だがいったん受け取ると死なない限り拒絶できないその力は、次の神を選ぶ競争への参加を同時に意味した。13羽の天使によって選ばれたのは明日を含めて13人の人間。与えられた翼は、自由に空を飛び回ることができ、赤の矢は相手を自分に好きにさせ自在にコントロールする力を持つが、白の矢を放つとたちどころに相手を殺してしまう。
そして、たちまちのうちに、13人のうちの一人が別の一人の白の矢によって消されてしまう。これは、神候補同士がひたすら殺し合うバトルロワイアルなのだろうか。
高校に入学した明日が、入学式の日に目にした天使のついた相手は、何と彼の好きな少女だった。そして、少女は明日に対して驚愕の行動に出る。それは…

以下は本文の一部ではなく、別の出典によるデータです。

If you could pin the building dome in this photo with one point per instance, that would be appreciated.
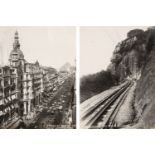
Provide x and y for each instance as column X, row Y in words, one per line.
column 16, row 53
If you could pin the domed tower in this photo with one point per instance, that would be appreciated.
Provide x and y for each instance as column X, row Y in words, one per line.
column 16, row 58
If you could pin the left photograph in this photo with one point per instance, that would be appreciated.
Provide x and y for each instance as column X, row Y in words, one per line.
column 37, row 77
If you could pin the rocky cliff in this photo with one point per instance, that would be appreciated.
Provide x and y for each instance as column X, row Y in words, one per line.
column 134, row 58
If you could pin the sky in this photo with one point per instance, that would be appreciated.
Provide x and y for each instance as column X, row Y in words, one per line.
column 51, row 46
column 97, row 45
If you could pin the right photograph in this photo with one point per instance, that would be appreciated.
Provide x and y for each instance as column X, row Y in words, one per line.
column 117, row 77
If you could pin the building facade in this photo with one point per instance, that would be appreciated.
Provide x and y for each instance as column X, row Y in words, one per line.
column 22, row 85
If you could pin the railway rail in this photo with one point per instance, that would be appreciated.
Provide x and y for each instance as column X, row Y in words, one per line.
column 103, row 113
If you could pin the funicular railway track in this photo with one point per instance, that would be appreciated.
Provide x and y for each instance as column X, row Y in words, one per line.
column 103, row 113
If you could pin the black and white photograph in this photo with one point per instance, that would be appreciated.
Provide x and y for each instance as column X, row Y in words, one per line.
column 37, row 77
column 117, row 77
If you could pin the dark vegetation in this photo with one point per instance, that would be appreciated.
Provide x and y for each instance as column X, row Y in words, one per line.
column 96, row 83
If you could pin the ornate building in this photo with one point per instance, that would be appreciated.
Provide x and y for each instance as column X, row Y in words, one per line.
column 22, row 85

天使の力を与えられて、欲望の限りを尽くす者、正義の味方を名乗り悪を退治する者。その力によって同時に恐るべき人間の性が引き出されるが、それが同じ高校という狭い世界を舞台とすることで、恋の要素がからみ合う。そして、最後に殺し合いの末一人が残るのか、それとも善や愛の要素がからんで別の物語をたどるのかは、まだ誰にもわからない。この予測不可能な展開ゆえに、『プラチナエンド』は、『デスノート』同様、読み出したら止められない中毒性のコミックになりそうである。